Il est plus facile de contrôler ses impulsions lorsqu'on propose des alternatives attrayantes au smartphone ou à la tablette. L'étude JAMES montre que si les jeunes passent globalement de plus en plus de temps en ligne, les autres activités de loisirs telles que le sport ou les rencontres entre amis n'en pâtissent pas. Néanmoins, certaines activités sont qualifiées de facteurs de protection possibles contre une utilisation problématique en ligne, car elles sont principalement indiquées par les jeunes qui n'ont pas de comportement à risque : Faire de la musique, peindre ou bricoler, passer du temps avec des animaux domestiques. Ainsi, ceux qui souhaitent être doublement en sécurité ne limitent pas seulement le temps passé sur leur smartphone en famille, mais prennent plutôt un pinceau et un instrument.

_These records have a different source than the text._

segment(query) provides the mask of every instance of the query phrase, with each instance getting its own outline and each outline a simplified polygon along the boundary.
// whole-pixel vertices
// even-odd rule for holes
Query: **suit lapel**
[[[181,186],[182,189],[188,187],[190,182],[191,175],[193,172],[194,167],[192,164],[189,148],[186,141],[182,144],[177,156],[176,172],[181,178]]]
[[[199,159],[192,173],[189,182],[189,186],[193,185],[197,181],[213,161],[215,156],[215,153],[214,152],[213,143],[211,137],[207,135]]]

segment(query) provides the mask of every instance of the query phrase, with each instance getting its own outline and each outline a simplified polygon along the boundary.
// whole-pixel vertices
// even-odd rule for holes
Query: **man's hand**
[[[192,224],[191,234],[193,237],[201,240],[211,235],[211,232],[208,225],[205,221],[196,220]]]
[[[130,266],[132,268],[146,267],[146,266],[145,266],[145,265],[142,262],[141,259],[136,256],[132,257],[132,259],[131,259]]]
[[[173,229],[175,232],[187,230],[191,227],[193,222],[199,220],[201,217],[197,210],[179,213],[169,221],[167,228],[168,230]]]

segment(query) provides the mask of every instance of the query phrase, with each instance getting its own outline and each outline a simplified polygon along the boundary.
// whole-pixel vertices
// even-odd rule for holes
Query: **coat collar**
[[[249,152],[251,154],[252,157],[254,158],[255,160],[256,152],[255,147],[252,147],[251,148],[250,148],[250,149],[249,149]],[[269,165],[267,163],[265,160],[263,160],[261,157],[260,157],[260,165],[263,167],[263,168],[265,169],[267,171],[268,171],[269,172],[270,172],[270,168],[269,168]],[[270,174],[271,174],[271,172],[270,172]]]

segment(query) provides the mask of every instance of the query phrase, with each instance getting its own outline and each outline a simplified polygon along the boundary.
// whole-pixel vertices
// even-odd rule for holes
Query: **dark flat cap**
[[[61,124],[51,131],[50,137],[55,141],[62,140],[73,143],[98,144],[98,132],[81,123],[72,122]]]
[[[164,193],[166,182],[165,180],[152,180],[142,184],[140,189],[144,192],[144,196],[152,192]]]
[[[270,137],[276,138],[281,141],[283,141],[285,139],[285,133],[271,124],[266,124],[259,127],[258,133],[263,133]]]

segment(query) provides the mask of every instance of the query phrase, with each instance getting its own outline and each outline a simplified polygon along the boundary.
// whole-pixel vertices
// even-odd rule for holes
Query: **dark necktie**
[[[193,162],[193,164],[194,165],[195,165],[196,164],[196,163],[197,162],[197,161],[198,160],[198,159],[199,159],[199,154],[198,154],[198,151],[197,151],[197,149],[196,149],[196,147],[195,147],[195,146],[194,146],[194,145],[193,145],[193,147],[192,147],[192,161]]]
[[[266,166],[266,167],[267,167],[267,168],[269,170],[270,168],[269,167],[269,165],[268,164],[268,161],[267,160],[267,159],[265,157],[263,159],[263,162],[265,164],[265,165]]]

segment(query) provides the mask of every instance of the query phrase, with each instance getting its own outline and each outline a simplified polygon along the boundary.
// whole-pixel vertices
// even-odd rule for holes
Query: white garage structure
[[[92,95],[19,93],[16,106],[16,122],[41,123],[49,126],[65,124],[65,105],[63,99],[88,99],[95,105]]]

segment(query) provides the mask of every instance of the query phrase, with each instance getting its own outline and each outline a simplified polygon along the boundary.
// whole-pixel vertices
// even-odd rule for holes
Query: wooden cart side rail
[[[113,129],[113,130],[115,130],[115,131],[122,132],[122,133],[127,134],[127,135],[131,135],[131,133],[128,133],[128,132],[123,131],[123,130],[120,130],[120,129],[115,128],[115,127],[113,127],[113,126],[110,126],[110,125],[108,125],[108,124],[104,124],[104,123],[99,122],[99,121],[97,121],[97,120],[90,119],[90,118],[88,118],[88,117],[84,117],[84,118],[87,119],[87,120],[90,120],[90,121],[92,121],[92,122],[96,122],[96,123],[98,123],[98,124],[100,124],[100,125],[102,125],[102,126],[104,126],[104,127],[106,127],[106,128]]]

Une bonne nouvelle pour finir : l'étude «Always on» de la CFEJ , qui vient d'être publiée, montre que les jeunes de 16 à 25 ans réfléchissent davantage à l'effet d'être toujours en ligne qu'un groupe de comparaison adulte. Ils sont certes en ligne en moyenne plus longtemps que les personnes âgées de 40 à 55 ans, mais ils sont réfléchis : 95 pour cent des jeunes disent avoir déjà utilisé des stratégies pour s'autodiscipliner. Ils ont par exemple supprimé les applications qui leur prenaient beaucoup de temps ou se sont fixé une limite de temps. Les parents qui luttent avec leurs enfants pour établir des règles médiatiques peuvent donc espérer : Avec l'âge des enfants, leur désir de faire attention à leur smartphone grandit également.